Last Saturday morning I saw a man and a woman lying face down on the sidewalk. My first thought was, “Are they dead?” But I saw no blood. Moreover, they had a pad beneath them. A sleeping bag covered the woman. The man’s leg twitched. Homeless, they perhaps preferred the sidewalk to the damp of nearby Mountain Lake Park. What—if anything—was I supposed to do?
I called the police is what. Not to report a crime but rather to seek help I couldn’t provide. I hoped that the officer(s) who came by after I headed onward would see if the couple needed medical attention and, regardless, direct them to city services.
Ideally, I would have taken the couple home, fed them and given them money. I might have offered them my guestroom for the next month, meals provided. But in the real world, people on the street are unknown quantities. Such acts of charity can at best be challenging, at worst dangerous.
Does this trouble me? Of course. When Abraham, in pain on the third day after his circumcision, sees three “men” approaching his tent, he runs off to greet them and offer hospitality (Genesis 18:2ff). Exodus 22:20–22 commands us—for the first but not last time—to care for the stranger, widow and orphan. The verse also poses a dire penalty if we fail to do so. But Abraham commanded a small army of retainers to safeguard him. And while travelers passed through Israelite dwelling places, local widows and orphans were known.
The musical Fiddler on the Roof offers an interesting perspective. In the opening scene, the orchestra vamps the song “Tradition” as Tevye introduces the key characters in his shtetl town of Anatevka. One is Nachum the beggar. Tevye offers Nachum one kopek. “Last week you gave me two,” says Nachum. “I had a bad week,” Tevye explains. In a brilliant piece of Jewish logic, Nachum responds, “You had a bad week. So why should I suffer?”

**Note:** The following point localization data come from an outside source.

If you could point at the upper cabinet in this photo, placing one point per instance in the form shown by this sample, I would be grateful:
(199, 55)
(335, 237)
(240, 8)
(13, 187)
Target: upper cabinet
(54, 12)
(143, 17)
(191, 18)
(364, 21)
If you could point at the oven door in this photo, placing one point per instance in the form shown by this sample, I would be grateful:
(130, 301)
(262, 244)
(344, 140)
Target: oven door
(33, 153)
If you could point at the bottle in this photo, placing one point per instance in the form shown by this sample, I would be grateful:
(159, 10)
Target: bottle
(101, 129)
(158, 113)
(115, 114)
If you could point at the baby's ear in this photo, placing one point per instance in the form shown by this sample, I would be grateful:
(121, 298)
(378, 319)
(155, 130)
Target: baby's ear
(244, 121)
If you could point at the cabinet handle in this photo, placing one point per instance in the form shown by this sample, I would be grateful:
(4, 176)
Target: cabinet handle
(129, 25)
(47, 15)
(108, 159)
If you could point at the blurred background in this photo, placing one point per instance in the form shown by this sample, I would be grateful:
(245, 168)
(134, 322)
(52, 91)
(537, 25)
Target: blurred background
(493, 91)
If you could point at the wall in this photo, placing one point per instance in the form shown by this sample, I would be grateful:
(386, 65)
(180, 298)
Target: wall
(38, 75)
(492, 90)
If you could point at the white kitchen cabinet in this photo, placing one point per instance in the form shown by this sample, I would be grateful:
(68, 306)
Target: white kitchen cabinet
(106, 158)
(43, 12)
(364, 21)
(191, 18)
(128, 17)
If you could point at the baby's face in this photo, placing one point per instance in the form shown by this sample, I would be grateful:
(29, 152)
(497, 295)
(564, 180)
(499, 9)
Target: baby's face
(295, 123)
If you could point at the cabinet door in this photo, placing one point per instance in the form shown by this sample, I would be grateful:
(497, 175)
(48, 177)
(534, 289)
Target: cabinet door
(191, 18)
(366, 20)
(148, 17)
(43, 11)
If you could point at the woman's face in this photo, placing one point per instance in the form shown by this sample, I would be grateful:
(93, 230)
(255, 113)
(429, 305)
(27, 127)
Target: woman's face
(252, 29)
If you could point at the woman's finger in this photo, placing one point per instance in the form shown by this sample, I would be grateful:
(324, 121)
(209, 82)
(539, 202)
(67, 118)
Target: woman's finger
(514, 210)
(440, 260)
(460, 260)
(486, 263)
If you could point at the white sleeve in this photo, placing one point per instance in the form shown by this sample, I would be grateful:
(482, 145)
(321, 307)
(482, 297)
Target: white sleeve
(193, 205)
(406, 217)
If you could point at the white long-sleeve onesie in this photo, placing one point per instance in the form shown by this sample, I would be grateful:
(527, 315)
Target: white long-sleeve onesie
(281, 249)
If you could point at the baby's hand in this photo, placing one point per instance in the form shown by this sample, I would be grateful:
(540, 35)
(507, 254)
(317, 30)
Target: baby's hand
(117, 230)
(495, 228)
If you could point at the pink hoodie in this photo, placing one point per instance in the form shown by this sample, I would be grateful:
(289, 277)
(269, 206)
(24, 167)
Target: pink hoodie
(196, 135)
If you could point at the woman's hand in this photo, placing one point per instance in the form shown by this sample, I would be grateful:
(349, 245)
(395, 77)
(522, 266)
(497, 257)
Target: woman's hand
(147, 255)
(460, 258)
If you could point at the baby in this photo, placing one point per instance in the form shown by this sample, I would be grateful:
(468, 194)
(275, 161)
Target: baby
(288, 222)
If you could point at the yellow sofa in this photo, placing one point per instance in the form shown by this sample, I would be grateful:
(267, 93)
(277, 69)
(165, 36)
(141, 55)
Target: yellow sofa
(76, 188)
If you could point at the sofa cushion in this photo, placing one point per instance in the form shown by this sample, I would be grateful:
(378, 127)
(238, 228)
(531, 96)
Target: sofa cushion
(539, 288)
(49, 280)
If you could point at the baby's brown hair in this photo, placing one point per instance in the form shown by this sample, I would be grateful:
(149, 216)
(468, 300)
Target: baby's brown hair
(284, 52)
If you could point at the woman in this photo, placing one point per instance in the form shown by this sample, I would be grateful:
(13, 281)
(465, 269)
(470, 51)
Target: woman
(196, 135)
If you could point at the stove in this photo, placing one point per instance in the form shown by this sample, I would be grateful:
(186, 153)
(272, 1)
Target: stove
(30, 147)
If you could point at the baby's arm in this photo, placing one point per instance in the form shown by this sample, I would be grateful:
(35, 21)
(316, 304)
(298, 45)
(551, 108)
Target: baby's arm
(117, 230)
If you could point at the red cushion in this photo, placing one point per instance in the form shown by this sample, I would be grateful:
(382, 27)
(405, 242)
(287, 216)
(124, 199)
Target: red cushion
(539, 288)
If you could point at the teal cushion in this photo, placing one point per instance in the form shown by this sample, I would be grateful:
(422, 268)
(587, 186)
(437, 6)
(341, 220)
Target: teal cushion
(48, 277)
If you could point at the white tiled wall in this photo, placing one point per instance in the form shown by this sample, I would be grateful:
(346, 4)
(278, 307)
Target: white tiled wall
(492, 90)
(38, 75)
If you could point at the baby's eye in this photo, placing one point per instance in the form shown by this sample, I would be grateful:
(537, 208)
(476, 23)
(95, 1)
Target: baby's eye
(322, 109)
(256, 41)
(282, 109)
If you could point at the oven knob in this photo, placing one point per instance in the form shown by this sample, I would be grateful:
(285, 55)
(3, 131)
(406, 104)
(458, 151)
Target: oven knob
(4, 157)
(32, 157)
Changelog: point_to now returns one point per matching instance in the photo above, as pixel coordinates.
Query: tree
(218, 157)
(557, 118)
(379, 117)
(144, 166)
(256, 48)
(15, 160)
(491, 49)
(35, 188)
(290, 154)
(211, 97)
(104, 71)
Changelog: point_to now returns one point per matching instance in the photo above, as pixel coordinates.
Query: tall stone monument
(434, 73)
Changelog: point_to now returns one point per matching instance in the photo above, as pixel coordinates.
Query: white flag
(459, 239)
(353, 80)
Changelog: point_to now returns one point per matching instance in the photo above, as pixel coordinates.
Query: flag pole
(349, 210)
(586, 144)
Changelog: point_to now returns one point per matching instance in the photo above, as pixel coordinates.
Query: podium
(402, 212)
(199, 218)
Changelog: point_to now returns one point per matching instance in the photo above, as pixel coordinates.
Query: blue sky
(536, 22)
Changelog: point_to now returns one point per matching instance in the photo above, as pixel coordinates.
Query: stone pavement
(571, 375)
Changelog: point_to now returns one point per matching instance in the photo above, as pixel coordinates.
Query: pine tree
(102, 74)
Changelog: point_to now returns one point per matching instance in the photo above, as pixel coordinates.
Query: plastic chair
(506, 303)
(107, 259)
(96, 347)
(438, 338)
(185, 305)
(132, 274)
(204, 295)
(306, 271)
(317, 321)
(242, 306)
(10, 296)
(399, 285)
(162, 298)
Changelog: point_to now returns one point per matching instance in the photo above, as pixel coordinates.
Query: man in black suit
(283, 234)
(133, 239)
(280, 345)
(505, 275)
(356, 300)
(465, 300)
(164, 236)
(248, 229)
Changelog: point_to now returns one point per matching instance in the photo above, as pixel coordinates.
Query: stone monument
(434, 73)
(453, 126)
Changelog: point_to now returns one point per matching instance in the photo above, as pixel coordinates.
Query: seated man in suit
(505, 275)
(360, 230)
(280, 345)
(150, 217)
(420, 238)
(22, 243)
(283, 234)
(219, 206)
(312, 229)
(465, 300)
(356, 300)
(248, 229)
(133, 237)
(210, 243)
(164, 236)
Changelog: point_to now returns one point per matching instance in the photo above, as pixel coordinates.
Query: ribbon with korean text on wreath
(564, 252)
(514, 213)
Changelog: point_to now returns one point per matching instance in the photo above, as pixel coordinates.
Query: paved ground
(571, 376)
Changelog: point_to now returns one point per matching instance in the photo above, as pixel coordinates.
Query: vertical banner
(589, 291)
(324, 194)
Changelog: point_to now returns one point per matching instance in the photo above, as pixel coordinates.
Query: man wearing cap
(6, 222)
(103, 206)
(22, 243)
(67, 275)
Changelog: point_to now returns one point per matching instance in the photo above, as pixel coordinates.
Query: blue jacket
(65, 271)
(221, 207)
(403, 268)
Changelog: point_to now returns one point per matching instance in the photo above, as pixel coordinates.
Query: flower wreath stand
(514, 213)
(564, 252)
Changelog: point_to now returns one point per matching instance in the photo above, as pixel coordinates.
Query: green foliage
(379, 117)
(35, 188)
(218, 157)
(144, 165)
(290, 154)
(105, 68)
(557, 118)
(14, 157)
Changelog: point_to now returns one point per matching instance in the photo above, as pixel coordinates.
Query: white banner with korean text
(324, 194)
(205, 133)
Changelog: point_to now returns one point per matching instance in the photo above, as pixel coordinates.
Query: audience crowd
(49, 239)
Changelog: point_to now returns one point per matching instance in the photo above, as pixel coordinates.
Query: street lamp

Nachum is a known factor, a familiar face. He lives in a society that recognizes him and is thus comfortable assisting him even if it does not do what Maimonides proposes is best—set him up to make a living. (Frankly, not everyone can make a living.) For the people of Anatevka, he is “our” beggar. When a Jewish stranger comes by, he is a known quantity.
Some people do take strangers off the street. Yet sometimes, those offered assistance turn on their hosts. So while it’s easy to love the stranger from a distance, most of us hesitate to deal close up with people we don’t know. That’s why we empower public and private agencies to provide professional assistance.
Obviously, we haven’t solved the problem of homelessness. Some people, like those recently rousted from San Jose’s “Jungle,” prefer living in an encampment or on the street. This enables them to live on their own terms—which may not be ours.
Deuteronomy 15:11 informs us, “For there will never cease to be needy ones in your land…” Yet the commandment to assist the stranger endures. Conflicted, we struggle to make sense of it all.